現在、6時間目の授業開始のチャイムが鳴り響いた所。

だというのに、自分は今こうして保健室の窓際にあるベッドで横になっているのは何ともいかがなものか。

「まあ、仕方ないといえば仕方ないし自業自得といえば自業自得だけど」

事は先程の5時間目の体育のバスケットの最中。
ジャンプシュートを放った時に着地がまずかったのか、片足を捻ってしまった。

最初はちょっと鈍い痛みぐらいだったので気にしないようにしてたが、授業が終わる頃には痛くてまともに歩くのも辛い状態になってしまい、律に肩を貸してもらう形で保健室にやってきた。

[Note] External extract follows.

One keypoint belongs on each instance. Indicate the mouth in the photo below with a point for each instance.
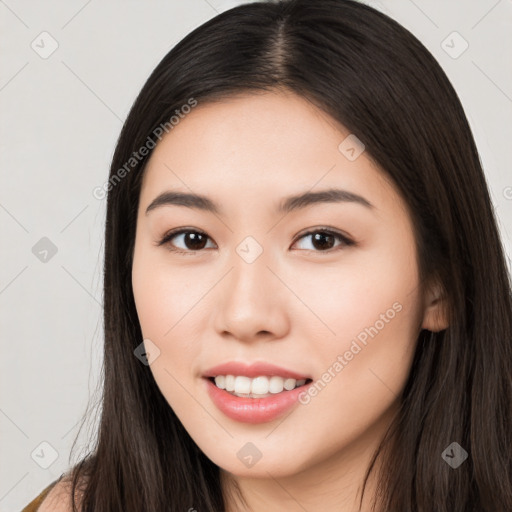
(261, 386)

しかし、今日に限って保健の先生が出払っており治療としてはただテーピングでガチガチに固めただけ――先生がいないのに勝手に使っていいのかと思ったが、律が「ちょっとぐらい構わないだろ」と強引に拝借してきた――の大雑把なものだった。

そうして教室に戻ろうとすると、

「全く、そんな状態で授業に出る気か?事情はこっちで話しとくから休んでろって」

と律に言われ、こうして今現在、誰もいない保健室で軽いため息をしつつベッドで横になっている状態だ。

「ま、文字通り骨休みって所かな・・・」

とその時、静かに保健室の入口が開く音と共に聞き間違いようのない声が。

「澪先輩?」
「その声・・・梓か?」




とたとたと足音が近づき、閉まっているカーテンからそっと顔を覗かせたのは紛れも無く梓だった。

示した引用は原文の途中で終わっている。